Mechanisms and molecular genetics of insect resistance to insecticidal proteins from Bacillus thuringiensis

Insecticidal proteins from the bacterium Bacillus thuringiensis (Bt) are used globally as bioinsecticides and in genetically engineered Bt crops to manage key insect pests. Transgenic Bt crops have been cumulatively planted on more than 1.5 billion hectares for more than 27 years, providing enhanced pest suppression, improved yields, increased farmer profits, and reduced environmental and health risks associated with the decreased use of conventional chemical insecticides. These benefits are reduced or lost when pests evolve resistance to Bt toxins in the field. Understanding the molecular genetic basis of resistance can be useful for monitoring, managing, and countering pest resistance to Bt crops. To date, 26 cases of field-evolved practical resistance and 18 cases of early warning of resistance to Bt crops have been reported, but the molecular genetic basis is known for only 9 of the 44 resistance cases to Bt crops. Here, we provide a comprehensive update on the molecular genetic mechanisms for these nine cases of field-evolved resistance to Bt crops and the numerous cases of laboratory-selected resistance to Bt toxins.
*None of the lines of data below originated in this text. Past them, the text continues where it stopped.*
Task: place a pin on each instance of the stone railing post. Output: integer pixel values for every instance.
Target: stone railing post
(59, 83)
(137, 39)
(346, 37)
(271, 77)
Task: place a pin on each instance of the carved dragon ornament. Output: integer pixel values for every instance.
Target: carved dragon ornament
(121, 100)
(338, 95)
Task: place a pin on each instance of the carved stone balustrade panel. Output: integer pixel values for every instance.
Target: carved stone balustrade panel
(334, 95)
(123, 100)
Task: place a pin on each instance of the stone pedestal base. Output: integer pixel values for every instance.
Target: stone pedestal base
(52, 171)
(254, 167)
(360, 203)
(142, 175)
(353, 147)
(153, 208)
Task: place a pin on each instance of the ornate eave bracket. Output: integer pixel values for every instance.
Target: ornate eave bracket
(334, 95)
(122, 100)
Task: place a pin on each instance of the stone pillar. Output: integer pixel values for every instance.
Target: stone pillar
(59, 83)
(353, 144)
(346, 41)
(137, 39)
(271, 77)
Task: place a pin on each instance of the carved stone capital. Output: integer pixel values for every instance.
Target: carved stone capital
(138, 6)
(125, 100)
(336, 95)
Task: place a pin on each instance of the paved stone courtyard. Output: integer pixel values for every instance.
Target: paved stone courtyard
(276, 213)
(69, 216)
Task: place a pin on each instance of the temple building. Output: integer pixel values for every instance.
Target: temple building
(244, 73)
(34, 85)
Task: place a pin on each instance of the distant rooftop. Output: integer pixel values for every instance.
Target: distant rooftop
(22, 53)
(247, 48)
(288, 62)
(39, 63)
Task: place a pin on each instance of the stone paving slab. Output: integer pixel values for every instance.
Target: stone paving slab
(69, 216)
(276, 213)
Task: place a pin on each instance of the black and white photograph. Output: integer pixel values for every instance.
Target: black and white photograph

We highlight lab-selected resistance involving regulation of Bt receptor genes and how recent research shows that regulatory pathways can be coopted to cause resistance. We further review recent technological advances in genomics and reverse genetics that have improved our ability to monitor and understand of the molecular genetic basis of pest resistance. The findings outlined here describe not only the complex genetic nature of Bt resistance, but also highlights new areas of exploration into the fundamental evolutionary basis of resistance mechanisms, which are important for sustaining the efficacy of currently available and future transgenic Bt crops.